History and Advocacy for FMD and SCAD
- FMDSA (Fibromuscular Dysplasia Society of America) was established to address gaps in knowledge and support.
- International collaborations and registries have expanded, improving awareness and diagnosis.
- FMDSA's efforts include education, research funding, patient registries, and global resource sharing.
Genetics of FMD and SCAD
- Both rare and common genetic variants influence susceptibility to FMD/SCAD.

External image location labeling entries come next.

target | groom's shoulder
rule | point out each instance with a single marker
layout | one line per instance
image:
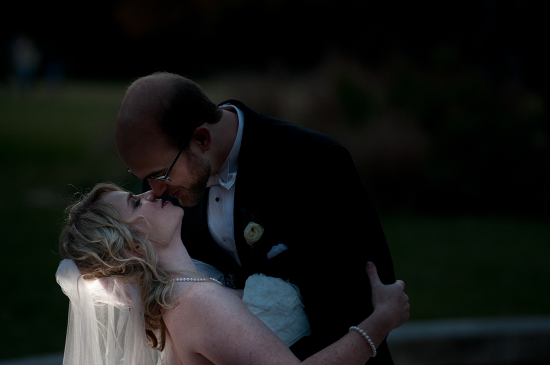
(272, 130)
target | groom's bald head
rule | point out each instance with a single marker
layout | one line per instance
(161, 108)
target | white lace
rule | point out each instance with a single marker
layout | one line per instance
(106, 324)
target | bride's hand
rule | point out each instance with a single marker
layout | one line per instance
(389, 301)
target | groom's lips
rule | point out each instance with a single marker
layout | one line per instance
(175, 194)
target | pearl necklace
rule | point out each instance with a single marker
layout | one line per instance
(197, 279)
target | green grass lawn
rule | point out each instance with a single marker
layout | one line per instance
(55, 142)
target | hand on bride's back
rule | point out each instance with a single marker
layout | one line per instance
(390, 301)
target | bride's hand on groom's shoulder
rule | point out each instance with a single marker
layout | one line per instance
(389, 301)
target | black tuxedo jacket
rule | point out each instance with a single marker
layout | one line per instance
(302, 187)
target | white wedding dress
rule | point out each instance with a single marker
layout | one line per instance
(104, 330)
(276, 302)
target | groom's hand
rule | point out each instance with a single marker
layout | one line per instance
(389, 301)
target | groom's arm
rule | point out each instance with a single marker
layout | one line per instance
(339, 231)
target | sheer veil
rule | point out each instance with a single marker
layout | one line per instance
(106, 324)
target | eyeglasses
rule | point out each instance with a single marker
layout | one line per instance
(165, 177)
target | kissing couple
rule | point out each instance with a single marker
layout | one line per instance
(253, 242)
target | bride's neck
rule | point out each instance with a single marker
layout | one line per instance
(174, 257)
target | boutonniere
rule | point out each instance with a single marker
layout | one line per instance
(253, 231)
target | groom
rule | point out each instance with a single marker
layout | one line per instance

- 90% of SCAD/FMD cases are in women, often around age 50.
- Polygenic risk scores show associations with migraine, reduced risk of atherosclerosis, and familial clustering.
- Genetic testing is considered for recurrent dissections, strong family history, or syndromic features, but most cases are sporadic with complex inheritance.
- Variants in certain connective tissue disorder genes (e.g., COL3A1) are found in a minority of cases.
SCAD: Clinical and Imaging Insights
- SCAD presents as heart attack due to arterial wall bleeding; predominantly affects women.
- Triggers include emotional/physical stress, pregnancy, and strenuous exercise.
- Best management involves careful use of blood thinners, beta blockers for some, blood pressure control, and tailored rehabilitation.
- Imaging study shows SCAD-affected arteries have smaller diameters, more curvature, and variable wall shear stress, supporting recommendations to avoid heavy lifting and maintain good blood pressure control.
Genetics Research: Methodology and Progress
- DNA is collected from patients, sequenced, and analyzed using high-powered computing to identify significant variants.
- SCAD is genetically complex—most do not have a single causative gene; common variants and rare pathogenic mutations both contribute.
- Polygenic risk is present in everyone; carrying risk does not make disease inevitable.
Functional Analysis of the Factor 1 Gene
- Factor 1 gene is implicated in both SCAD and FMD (when overexpressed), and in atherosclerosis when underexpressed.
- Research uses cell models and multi-omics to determine how different variants of factor 1 influence disease biology.
- Goal: Identify cell-specific, druggable pathways related to these genetic differences.
Psychosocial Impacts and Support
- SCAD and FMD cause significant shock, fear of recurrence, uncertainty, and changes in identity and capacity.
- FMD patients often report higher distress and challenges, particularly regarding reduced capacity and healthcare system support.
- An online SCAD-specific support program reduced distress and increased fulfillment; such support is vital and under development for broader access.
Action Items
- TBD – Organizers: Expand psychosocial support programs to include FMD and non-cardiac dissection patients.
- TBD – Research Teams: Continue SCAD/FMD specific rehab guideline development and dissemination.
- TBD – Research Teams: Complete and publish ongoing studies on SCAD genetics, imaging, and beta blocker trials.
- TBD – FMDSA & Partners: Share international resources and enable patient connections worldwide.
- TBD – All Attendees: Engage with ongoing registry studies and advocacy groups for updates and support.
Questions / Follow-Ups
- Need for dedicated SCAD/FMD information in all cardiac rehab programs.
- Ongoing research into environmental factors, alcohol risk, and optimal medication strategies.
- More data required on recurrence rates by gender and familial risk quantification.